On la doit à la journaliste Mary Beith, qui avait réussi à se faire recruter par l’Imperial Chemical Industries (ICI), une entreprise chimique britannique, afin d’enquêter autour des tests réalisés sur des animaux, comme le racontait The Guardian à sa disparition, en 2012. Ces quelques jours passés dans le laboratoire de Macclesfield l’avaient amenée à manipuler elle-même la quarantaine de Beagles parmi présents, dont une partie était obligée de « fumer » – grâce aux masques visibles sur la photo – pour tester une nouvelle cigarette prétendument sans danger pour la santé.

Mary Beith a donc profité de son infiltration pour rapporter une preuve de cette expérience. Une fois publié dans le Sunday People, en 1975, le cliché – aujourd’hui connu sous le nom de « smoking beagles » – avait choqué l’opinion britannique, au même titre que le reportage de la journaliste, qui racontait comment ces chiens étaient maintenus en place par un dispositif accentuant leur souffrance.

« Cette photo ne correspond en rien à la recherche soutenue par le Téléthon »

Contacté par 20 Minutes, l’AFM-Téléthon indique : « Cette photo ne correspond en rien à la recherche [que nous soutenons]. » Certains tests réalisés dans ce cadre font toutefois l’objet de critiques de la part d’associations de défense des animaux. En 2016, la PETA avait notamment dénoncé, vidéo à l’appui, l’état physique de chiens filmés dans le laboratoire de neurobiologie de l’Ecole nationale vétérinaire d’Alfort et appelé l’AFM-Téléthon à arrêter de financer des « expériences cruelles sur les animaux ».

« La recherche animale est une obligation réglementaire, strictement encadrée par des règlements européens et français sous le contrôle en France des ministères de l’Agriculture et de la Recherche. […] C’est une étape imposée par les autorités de santé […], indispensable pour assurer le maximum de sécurité aux essais menés chez les malades », souligne l’AFM-Téléthon.

« L’utilisation des chiens est en baisse constante »

Les chercheurs concernés sont notamment censés obtenir l’approbation d’un comité éthique indépendant, suivant le protocole des « 3R » : « remplacer » dès que possible, les animaux par d’autres méthodes, « réduire » le nombre d’animaux utilisés, et « raffiner » en améliorant leurs conditions.

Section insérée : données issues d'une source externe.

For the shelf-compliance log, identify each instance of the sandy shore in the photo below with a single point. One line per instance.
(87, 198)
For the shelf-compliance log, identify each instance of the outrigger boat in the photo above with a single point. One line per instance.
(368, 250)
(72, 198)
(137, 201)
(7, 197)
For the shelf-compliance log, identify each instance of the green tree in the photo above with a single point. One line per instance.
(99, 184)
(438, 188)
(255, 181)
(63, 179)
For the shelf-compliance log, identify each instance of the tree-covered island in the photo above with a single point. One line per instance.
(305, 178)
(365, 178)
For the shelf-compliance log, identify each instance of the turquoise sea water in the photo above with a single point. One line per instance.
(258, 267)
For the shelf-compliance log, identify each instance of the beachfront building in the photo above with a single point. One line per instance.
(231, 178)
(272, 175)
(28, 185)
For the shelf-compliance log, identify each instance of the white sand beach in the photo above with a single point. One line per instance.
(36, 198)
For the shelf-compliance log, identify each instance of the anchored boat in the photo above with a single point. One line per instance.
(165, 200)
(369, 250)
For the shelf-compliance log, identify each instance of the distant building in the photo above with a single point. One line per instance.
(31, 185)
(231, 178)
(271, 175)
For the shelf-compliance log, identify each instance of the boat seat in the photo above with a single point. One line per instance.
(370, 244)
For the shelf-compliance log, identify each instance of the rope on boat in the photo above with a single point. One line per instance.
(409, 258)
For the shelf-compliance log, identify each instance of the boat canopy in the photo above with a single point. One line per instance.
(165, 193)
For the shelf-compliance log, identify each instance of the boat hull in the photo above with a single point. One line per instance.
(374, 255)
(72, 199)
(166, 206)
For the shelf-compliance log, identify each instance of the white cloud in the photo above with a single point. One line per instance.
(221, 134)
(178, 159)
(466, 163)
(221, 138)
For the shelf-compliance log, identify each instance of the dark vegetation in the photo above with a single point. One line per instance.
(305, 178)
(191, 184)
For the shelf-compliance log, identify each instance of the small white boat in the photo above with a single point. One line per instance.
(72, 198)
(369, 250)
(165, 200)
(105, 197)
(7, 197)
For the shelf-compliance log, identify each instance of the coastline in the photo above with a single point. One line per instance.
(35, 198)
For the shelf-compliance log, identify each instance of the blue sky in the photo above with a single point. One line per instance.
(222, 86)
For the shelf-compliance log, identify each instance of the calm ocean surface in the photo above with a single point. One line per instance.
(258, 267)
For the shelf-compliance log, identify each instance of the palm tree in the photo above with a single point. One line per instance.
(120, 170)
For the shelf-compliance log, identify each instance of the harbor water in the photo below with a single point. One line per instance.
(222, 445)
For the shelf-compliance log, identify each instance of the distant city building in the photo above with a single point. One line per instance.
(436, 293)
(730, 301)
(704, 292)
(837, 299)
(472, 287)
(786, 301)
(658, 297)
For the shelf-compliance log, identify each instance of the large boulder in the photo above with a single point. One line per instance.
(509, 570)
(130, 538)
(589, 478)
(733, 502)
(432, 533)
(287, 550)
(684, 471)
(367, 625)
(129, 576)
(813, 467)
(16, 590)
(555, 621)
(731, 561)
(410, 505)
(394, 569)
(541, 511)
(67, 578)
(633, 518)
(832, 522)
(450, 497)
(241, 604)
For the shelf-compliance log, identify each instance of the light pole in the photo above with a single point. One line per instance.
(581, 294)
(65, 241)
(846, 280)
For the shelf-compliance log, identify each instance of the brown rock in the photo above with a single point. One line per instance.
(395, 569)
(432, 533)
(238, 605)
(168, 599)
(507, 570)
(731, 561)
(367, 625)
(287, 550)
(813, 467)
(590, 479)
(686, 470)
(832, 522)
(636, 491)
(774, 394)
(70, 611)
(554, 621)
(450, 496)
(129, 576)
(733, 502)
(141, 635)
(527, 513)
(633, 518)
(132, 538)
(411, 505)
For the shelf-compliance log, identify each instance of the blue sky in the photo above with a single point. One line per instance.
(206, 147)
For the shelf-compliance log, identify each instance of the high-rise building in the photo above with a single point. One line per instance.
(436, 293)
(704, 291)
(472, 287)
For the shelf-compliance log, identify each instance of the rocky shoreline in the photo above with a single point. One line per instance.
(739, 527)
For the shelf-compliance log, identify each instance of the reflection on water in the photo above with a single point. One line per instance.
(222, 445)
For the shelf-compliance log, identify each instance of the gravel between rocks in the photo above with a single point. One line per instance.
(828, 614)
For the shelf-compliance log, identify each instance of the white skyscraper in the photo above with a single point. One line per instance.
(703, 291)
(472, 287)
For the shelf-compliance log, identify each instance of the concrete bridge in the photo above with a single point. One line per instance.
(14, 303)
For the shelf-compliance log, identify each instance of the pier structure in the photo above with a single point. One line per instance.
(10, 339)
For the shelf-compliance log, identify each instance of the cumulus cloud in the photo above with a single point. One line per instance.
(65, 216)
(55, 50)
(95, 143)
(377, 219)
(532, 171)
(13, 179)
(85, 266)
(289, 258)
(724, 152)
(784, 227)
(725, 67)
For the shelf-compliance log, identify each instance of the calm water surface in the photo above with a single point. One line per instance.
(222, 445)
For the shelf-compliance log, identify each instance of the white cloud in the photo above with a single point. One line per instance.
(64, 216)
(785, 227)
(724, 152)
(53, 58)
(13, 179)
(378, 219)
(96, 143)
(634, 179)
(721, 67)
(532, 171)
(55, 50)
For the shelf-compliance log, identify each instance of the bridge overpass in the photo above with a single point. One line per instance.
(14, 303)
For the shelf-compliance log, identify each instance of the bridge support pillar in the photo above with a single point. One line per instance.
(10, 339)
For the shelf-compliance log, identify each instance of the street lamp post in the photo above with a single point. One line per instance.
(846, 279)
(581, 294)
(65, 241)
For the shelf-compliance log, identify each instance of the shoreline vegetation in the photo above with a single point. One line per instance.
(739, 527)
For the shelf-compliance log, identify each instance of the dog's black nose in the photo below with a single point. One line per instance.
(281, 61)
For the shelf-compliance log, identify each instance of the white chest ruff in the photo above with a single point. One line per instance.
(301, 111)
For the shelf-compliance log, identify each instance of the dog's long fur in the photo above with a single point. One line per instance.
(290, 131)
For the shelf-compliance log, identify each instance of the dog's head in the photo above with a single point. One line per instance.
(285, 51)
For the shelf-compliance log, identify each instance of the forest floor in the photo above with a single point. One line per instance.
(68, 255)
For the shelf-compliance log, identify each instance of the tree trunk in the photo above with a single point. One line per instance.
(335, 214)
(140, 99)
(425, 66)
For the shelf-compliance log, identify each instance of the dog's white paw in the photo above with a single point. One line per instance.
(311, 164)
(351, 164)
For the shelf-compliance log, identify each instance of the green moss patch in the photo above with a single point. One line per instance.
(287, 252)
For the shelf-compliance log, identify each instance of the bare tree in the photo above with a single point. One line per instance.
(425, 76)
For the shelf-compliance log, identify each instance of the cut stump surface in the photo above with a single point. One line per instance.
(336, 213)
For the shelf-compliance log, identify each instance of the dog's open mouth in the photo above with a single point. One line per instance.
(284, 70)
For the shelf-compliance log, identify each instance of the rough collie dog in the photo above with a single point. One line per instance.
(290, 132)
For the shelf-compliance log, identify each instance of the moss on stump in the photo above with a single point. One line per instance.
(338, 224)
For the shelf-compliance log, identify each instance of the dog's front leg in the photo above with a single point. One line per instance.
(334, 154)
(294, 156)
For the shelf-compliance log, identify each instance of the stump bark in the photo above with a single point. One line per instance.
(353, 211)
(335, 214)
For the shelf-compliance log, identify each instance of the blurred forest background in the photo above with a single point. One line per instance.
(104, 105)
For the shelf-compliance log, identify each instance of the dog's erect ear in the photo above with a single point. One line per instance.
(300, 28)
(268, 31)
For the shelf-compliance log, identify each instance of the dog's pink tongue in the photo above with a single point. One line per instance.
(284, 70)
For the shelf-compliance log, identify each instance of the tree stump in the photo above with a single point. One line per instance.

Le ministère de l’Enseignement supérieur et de la Recherche précise pour sa part à 20 Minutes : « L’utilisation des chiens est en baisse constante et il n’y a pas d’ablation des cordes vocales, cela va à l’encontre des principes éthiques de la communauté scientifique. Tous les signes de douleur potentielle sont suivis et peuvent conduire à l’arrêt des projets. »

Si des tests ont donc bien lieu sur des chiens, ils sont loin de représenter la part qui leur est attribuée par le post, ce dernier affirmant que « 50 % des deux millions d’animaux utilisés pour les expériences chaque année en France […] sont des chiens. » La dernière enquête statistique annuelle sur « l’utilisation des animaux à des fins scientifiques », en date de 2016, faisait au contraire état d’un total, de 4.200 chiens utilisés dans l’Hexagone, soit 0,2 % du total, loin derrière les souris (59,6 %) et les poissons (15,3 %).